Help employees understand priorities from a company perspective—In this economic environment, companies are asking people to do more with less. That can create anxiety and even lead to burnout. Froschheiser advises sitting down with your staff and creating “A lists” of critical tasks. If people know what matters most to the success of the organization—and understand that they’re not expected to be perfect at every task, it can reduce pressure. “You don’t want to tell anyone they shouldn’t do the absolute best job every time, he notes, “but you also need to be realistic about what people can achieve.”
Provide balance—It can be difficult for employees to separate from their responsibilities, so business owners and managers need to force the issue. You might tell someone to work at home for a day or enforce an office-wide day off. “People get wired and tired and when that happens, can make mistakes,” states Froschheiser. He advises looking for signs of burnout, like less responsiveness and enthusiasm, reduced participation, lack of engagement and increased infighting. “If you see those things, nip them in the bud by helping employees back off from work, even for a little while. It helps them put things back in perspective and recharge their batteries.”
Be calm in the storm—No matter what, employees need to see that you, as the leader, believe that the decisions you’re making are the right ones and that the company is remaining on the path to profitability. If you project stability, employees will follow your lead and feel less apprehensive.

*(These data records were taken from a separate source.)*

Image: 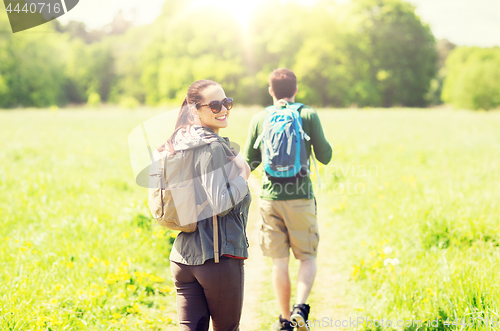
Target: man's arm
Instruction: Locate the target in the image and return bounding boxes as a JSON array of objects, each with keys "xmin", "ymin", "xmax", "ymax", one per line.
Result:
[
  {"xmin": 309, "ymin": 108, "xmax": 332, "ymax": 164},
  {"xmin": 245, "ymin": 116, "xmax": 262, "ymax": 171}
]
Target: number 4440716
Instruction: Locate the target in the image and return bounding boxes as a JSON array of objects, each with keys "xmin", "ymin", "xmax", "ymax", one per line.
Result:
[{"xmin": 7, "ymin": 2, "xmax": 61, "ymax": 14}]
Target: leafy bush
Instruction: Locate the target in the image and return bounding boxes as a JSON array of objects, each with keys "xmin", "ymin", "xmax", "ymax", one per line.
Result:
[{"xmin": 442, "ymin": 47, "xmax": 500, "ymax": 110}]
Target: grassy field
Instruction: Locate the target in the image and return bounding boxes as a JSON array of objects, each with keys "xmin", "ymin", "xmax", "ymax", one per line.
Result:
[{"xmin": 0, "ymin": 108, "xmax": 500, "ymax": 331}]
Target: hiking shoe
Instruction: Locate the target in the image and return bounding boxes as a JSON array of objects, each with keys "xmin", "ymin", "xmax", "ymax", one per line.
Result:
[
  {"xmin": 290, "ymin": 303, "xmax": 311, "ymax": 331},
  {"xmin": 273, "ymin": 315, "xmax": 293, "ymax": 331}
]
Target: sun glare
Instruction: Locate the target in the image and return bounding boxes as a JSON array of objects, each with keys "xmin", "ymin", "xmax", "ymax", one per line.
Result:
[{"xmin": 190, "ymin": 0, "xmax": 263, "ymax": 28}]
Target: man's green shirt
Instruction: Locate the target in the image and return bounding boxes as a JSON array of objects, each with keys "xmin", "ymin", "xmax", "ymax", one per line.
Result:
[{"xmin": 245, "ymin": 106, "xmax": 332, "ymax": 200}]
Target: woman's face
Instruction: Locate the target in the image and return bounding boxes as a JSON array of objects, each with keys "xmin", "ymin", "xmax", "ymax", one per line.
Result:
[{"xmin": 195, "ymin": 85, "xmax": 229, "ymax": 134}]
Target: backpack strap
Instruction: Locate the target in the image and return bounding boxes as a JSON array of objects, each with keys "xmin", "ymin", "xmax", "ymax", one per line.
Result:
[{"xmin": 210, "ymin": 143, "xmax": 236, "ymax": 263}]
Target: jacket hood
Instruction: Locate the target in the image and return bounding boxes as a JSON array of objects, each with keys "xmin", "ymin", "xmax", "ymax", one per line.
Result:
[{"xmin": 173, "ymin": 125, "xmax": 221, "ymax": 151}]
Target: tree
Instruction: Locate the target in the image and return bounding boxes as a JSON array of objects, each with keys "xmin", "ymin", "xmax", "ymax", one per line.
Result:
[{"xmin": 442, "ymin": 47, "xmax": 500, "ymax": 110}]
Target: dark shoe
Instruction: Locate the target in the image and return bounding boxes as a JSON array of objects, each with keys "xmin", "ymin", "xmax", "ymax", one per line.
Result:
[
  {"xmin": 290, "ymin": 303, "xmax": 311, "ymax": 331},
  {"xmin": 273, "ymin": 315, "xmax": 293, "ymax": 331}
]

“Money talks, especially in a hard-hit economy, but a bonus or financial incentive isn’t the only conversation on the table,” Froschheiser states. “Savvy CEOs are generating energy within their companies by being transparent about their successes and failures, and keeping the lines of communication open. They are challenging employees to set higher goals, empowering their hires, glorifying their works, and demonstrating their role in the company’s future. These tactics may seem fundamental, but these basic strategies really do work.”